I hit at least one pot hole going up and coming back down on the lower portion of the South Gate. I just can't find a line through that lower part w/o hitting a hole. Never fails.

I'm going to try the North Gate entrance in Walnut Creek and see what that's like. What is the ride like on that side before the halfway point?


----------



## jasonwells4 (Aug 7, 2006)

I've never done the south approach but the north approach seems OK. It is a little rough in places but I think that is mostly on the flatter parts at the beginning. From the south entrance to the ranger station, it's 6.5 miles - then 4.5 to the top, so it's more than the 1/2 way point. I think it's also 2000+ ft vs 1600 ft before and after the ranger station.


----------



## dno (Jul 15, 2005)

So has the mt diablo scenic blvd approach road been repaired or is it still full of crater sized holes??


----------



## California L33 (Jan 20, 2006)

rcjunkie3000 said:


> I went up again yesterday on Labor Day at about 3pm. I figured it would still be busy with alot of cars.
> 
> I hit at least one pot hole going up and coming back down on the lower portion of the South Gate. I just can't find a line through that lower part w/o hitting a hole. Never fails.
> 
> I'm going to try the North Gate entrance in Walnut Creek and see what that's like. What is the ride like on that side before the halfway point?

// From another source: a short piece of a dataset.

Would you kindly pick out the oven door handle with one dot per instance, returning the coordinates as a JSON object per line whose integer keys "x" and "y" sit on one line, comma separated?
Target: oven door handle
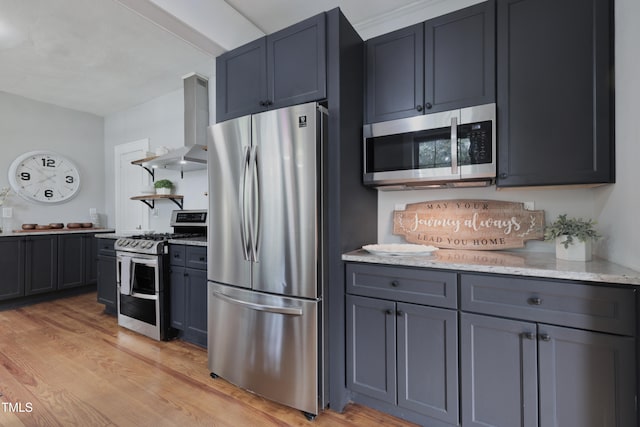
{"x": 260, "y": 307}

I haven't done Diablo in about a year, but the North Gate Road was repaired a couple of years ago and was in good shape most of the way. 

If you're coming out from the South a good route to avoid car conflicts- 

North on Danville Blvd.
R. Rudgear (a bit sketchy, but it's literally less than 100 yards and much better than getting on the Iron Horse there which is horrible, narrow, rutted, root distorted, and no way to get off it for a mile)
L. on S. Broadway
Veer right onto Iron Horse Trail at Mt. Diablo Blvd.
R. on Contra Costa Canal trail
R. on Bancroft
Bancroft becomes Walnut
Continue on Walnut
R. on Oak Grove
L. on North Gate road


----------